Comparing the Incidence of Buccal Mucosa Cancer in South Asian, White, and Black Populations Residing in the United States: A Cross-Sectional Analysis

Document Type : Research Articles


1 Rutgers Cancer Institute of New Jersey, Department of Radiation Oncology, New Brunswick, NJ, USA.

2 The Ohio State University Comprehensive Cancer Center, Columbus, OH, USA.

3 Rutgers School of Public Health, Department of Biostatistics and Epidemiology, Piscataway, NJ, USA.

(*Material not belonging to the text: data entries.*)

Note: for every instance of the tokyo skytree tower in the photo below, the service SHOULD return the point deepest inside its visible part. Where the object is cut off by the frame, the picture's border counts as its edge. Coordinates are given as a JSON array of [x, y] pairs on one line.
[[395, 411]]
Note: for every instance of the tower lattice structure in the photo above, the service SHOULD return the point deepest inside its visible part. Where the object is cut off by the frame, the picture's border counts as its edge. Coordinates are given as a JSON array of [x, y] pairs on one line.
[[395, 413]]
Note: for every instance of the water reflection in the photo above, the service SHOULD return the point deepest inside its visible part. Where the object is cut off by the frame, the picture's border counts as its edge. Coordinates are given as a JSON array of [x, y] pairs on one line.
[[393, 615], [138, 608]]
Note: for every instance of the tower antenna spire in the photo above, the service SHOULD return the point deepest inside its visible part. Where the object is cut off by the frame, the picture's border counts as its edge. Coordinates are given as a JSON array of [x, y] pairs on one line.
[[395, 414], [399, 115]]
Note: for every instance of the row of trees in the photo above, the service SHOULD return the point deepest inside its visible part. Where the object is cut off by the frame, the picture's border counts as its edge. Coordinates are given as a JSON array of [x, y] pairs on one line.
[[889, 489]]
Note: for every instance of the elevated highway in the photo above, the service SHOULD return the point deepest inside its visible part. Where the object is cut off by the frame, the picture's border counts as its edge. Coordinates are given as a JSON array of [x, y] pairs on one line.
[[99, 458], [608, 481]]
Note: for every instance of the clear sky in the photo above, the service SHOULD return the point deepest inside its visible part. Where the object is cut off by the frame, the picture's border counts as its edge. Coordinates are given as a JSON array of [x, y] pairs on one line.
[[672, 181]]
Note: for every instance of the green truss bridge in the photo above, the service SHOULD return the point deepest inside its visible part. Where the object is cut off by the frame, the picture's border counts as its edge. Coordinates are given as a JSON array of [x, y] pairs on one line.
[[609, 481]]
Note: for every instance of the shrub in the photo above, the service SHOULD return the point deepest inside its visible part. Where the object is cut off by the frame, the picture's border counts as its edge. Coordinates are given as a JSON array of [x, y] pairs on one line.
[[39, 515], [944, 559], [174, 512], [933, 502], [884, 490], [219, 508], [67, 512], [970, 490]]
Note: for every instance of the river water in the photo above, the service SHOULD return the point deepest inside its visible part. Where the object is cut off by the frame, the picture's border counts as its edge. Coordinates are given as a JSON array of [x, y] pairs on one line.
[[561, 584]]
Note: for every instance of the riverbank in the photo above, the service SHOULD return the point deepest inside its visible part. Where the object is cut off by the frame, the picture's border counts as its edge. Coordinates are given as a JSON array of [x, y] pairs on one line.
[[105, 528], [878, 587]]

Background: Recreational use of the betel nut, which is common among the South Asian population, is a known risk factor for developing Head and Neck cancer. As South Asians comprise a significant proportion of the United States population, we seek to determine if those living within the country experience a higher rate of head and neck cancers compared to other races. Methods: Data of patients diagnosed with head & neck cancers from 2010-2016 was collected from the National Cancer Database® and compared to race-matched US census data for each corresponding year to calculate incidence. Pairwise comparisons were performed between the incidence for South Asians versus Whites and South Asians versus Blacks using one sided Chi-square tests. Results: South Asians experienced a significantly higher incidence of buccal mucosa/vestibule cancers when compared to Whites or Blacks for every year between 2010-2016, but a comparatively lower incidence of larynx or oropharynx cancers. Conclusions: South Asians residing within the United States have a higher incidence of buccal mucosa/vestibule cancers, but a lower incidence of more common cancers, such as larynx or oropharynx cancer. This may suggest that the etiology behind the high buccal mucosa/vestibule cancer incidence is due to a social habit, as opposed to an inherent racial susceptibility.